“Eski zamanlarda bir dağın yamacında iyi ve akıllı bir maymun kral, diğer yamacında da şeytan yaşarmış.
Kralın çok yaşlı ama çok da akıllı üç danışman maymunu varmış. İnançlarına göre öbür yamaçta yaşayan şeytanı gören ve sesini duyanlar sonsuza kadar lanetlenip taş kesilir, maymun krallığı da felakete uğrarmış.
Bu üç danışman maymun bir gün kralları için tepede nadide çiçekler ararlarken çalıların arasında bir hışırtı duymuşlar. Merakla çalıları aralayıp baktıklarında şeytanla yüz yüze gelmişler.

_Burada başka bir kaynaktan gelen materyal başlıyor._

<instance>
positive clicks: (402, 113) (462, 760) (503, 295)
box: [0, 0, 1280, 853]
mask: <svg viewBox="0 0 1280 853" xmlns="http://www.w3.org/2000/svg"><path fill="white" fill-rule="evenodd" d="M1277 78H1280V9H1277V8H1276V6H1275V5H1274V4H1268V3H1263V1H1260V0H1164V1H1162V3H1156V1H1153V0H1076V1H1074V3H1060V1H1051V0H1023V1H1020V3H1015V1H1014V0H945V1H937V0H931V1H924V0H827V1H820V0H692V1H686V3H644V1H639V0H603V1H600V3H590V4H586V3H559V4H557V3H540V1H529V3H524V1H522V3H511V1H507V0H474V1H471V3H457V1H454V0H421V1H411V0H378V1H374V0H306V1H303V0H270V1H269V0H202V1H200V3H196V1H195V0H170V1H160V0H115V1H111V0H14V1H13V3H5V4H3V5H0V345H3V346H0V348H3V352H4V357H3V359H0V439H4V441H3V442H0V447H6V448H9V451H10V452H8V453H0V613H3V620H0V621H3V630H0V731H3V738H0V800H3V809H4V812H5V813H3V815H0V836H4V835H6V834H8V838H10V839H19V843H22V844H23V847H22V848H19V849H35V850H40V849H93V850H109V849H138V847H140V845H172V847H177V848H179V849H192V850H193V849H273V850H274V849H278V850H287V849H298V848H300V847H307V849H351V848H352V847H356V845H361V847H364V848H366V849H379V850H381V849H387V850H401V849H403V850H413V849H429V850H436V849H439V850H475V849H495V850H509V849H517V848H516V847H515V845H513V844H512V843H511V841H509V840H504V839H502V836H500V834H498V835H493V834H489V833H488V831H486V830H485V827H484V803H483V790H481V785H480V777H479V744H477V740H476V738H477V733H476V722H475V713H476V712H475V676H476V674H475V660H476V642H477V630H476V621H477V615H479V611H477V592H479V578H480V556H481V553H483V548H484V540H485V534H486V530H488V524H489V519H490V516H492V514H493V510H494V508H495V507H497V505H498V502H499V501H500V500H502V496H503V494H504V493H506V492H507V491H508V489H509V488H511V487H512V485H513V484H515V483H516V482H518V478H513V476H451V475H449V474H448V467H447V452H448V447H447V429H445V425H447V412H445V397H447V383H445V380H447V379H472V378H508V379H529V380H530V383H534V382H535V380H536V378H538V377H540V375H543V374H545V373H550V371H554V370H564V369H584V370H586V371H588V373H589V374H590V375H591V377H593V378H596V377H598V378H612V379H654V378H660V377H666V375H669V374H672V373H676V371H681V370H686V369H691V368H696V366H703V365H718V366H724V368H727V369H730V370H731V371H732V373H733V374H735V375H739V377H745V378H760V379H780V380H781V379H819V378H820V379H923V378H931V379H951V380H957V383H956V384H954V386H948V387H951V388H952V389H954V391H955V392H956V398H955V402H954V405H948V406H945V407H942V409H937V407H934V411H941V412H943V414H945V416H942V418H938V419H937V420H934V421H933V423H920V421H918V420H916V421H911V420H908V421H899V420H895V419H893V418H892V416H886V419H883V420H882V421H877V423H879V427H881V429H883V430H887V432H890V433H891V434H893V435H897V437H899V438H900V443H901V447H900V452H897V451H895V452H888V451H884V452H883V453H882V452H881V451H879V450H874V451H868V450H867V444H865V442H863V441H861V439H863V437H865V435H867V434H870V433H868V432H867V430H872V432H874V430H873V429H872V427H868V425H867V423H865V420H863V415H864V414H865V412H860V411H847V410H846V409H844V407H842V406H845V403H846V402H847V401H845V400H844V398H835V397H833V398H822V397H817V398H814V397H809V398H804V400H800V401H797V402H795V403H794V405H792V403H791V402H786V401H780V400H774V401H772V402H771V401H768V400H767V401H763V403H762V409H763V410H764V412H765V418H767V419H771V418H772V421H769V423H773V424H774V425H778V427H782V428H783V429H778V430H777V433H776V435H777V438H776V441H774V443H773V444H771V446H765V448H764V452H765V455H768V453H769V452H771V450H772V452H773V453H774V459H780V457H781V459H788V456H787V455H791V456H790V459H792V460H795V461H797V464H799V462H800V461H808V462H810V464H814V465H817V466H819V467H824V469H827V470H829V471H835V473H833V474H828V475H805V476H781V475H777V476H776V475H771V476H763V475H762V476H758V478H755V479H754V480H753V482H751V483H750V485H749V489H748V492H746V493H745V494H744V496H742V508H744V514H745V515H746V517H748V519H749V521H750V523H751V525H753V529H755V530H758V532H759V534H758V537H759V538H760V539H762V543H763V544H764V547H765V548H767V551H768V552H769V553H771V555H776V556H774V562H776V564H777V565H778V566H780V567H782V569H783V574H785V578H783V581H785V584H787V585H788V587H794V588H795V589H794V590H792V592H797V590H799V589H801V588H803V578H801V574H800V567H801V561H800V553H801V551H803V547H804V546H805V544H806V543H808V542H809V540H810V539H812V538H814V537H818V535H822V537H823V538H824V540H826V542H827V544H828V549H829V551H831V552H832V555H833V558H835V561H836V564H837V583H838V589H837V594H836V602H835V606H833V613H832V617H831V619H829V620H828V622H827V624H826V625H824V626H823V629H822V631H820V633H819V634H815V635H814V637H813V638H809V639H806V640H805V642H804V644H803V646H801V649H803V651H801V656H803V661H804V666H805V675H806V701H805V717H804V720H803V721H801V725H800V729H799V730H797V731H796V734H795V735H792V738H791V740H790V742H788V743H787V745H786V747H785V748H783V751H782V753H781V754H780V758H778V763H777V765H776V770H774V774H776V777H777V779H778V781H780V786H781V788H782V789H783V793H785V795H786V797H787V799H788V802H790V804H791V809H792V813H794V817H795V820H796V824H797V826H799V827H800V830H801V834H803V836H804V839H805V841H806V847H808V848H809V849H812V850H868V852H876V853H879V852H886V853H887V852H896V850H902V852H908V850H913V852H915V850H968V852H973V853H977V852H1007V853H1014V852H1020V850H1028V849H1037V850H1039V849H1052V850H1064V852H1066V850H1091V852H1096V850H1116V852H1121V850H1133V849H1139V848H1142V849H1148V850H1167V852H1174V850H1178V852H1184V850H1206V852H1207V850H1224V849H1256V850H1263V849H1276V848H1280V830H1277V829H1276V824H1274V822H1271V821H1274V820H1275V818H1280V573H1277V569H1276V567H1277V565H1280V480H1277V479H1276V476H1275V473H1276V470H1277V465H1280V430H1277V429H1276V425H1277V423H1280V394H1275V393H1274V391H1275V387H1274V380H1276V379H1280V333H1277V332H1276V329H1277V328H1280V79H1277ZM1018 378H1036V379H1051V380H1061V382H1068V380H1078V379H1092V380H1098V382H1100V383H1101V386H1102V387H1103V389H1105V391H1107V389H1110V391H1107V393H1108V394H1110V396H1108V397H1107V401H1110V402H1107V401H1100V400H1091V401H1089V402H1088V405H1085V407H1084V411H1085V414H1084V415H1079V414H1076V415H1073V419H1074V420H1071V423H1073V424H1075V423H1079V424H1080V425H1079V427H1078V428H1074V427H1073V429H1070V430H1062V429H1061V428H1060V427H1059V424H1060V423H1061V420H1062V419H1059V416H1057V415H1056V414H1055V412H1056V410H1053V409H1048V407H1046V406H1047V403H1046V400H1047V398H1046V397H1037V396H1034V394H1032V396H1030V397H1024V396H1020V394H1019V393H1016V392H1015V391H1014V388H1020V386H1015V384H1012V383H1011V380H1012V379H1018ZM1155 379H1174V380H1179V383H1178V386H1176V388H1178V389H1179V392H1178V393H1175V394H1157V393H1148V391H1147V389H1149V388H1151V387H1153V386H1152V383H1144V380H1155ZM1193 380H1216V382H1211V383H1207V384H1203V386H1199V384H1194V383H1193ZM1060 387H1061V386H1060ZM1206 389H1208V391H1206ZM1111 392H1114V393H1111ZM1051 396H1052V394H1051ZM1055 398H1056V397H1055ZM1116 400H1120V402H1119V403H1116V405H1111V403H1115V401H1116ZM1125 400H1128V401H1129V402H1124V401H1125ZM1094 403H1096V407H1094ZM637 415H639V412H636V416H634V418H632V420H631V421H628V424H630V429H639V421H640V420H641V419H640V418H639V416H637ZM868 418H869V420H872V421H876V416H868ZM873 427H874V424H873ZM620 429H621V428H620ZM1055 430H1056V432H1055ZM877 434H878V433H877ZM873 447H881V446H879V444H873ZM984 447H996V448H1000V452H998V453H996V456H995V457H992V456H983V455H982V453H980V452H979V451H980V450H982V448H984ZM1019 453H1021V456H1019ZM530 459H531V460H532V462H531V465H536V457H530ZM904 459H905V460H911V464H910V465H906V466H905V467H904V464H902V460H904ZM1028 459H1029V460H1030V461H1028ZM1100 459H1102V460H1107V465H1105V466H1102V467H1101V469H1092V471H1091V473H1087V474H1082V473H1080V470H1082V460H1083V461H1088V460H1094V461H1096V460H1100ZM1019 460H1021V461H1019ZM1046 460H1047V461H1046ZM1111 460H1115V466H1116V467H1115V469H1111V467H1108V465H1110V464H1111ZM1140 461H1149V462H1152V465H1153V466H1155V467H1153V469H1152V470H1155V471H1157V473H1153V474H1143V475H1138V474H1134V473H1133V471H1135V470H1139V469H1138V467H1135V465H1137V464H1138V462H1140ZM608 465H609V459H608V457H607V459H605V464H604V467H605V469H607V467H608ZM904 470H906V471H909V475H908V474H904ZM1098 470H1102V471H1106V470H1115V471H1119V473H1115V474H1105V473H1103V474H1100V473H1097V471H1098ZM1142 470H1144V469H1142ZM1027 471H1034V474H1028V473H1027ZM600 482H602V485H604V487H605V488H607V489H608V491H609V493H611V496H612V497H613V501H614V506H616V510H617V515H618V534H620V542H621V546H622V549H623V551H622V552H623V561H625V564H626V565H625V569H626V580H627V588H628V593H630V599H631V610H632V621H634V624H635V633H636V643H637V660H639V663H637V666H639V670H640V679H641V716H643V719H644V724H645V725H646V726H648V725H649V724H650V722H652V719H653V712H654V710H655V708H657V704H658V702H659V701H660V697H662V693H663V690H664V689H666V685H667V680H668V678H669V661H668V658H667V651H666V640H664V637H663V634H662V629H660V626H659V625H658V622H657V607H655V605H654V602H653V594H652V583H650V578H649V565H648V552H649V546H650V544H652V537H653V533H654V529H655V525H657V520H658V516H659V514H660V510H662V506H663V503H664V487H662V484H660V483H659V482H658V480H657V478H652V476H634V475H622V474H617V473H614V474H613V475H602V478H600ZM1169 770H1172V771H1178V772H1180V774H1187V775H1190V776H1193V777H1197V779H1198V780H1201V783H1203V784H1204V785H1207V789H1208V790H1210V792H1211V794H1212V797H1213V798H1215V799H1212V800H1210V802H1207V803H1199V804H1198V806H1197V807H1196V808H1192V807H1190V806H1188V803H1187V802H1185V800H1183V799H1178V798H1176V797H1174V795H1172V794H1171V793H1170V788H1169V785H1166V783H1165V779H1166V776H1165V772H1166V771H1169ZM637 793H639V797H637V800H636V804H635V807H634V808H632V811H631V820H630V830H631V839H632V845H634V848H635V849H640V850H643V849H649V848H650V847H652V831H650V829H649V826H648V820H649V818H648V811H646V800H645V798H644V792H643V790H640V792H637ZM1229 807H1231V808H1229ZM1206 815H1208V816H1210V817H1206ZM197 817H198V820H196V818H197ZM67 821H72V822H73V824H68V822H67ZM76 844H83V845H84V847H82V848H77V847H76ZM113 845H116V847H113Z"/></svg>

Şeytan çirkin sesiyle çığlıklar atmaya başlamış. Maymunlardan birincisi görmemek için gözlerini kapamış ama şeytanın sesini duymuş.
İkincisi kulaklarını kapamış ama o da şeytanı görmüş. Üçüncüsü ise hiçbir şey yapamamış, şeytanı hem görmüş hem de sesini işitmiş, bu ölümcül sırdan kimseye bahsetmemek için hemen ağzını kapamış.
Kalplerinin taşlaşacağını bilerek ormanda dalları yere değen bir söğüt ağacının altına gizlenmişler.”
Biz onları üç maymun olarak bilsek de aslında her birinin bir adı var: 🙈 Mizaru (görme), 🙉 Kikazaru (duyma) ve 🙊 İwazaru (konuşma).
Batı’da üç maymun “göz yummak” anlamında kullanılsa da aslında efsanenin doğduğu yerde, yani Japon geleneğinde apayrı bir anlam taşıyor.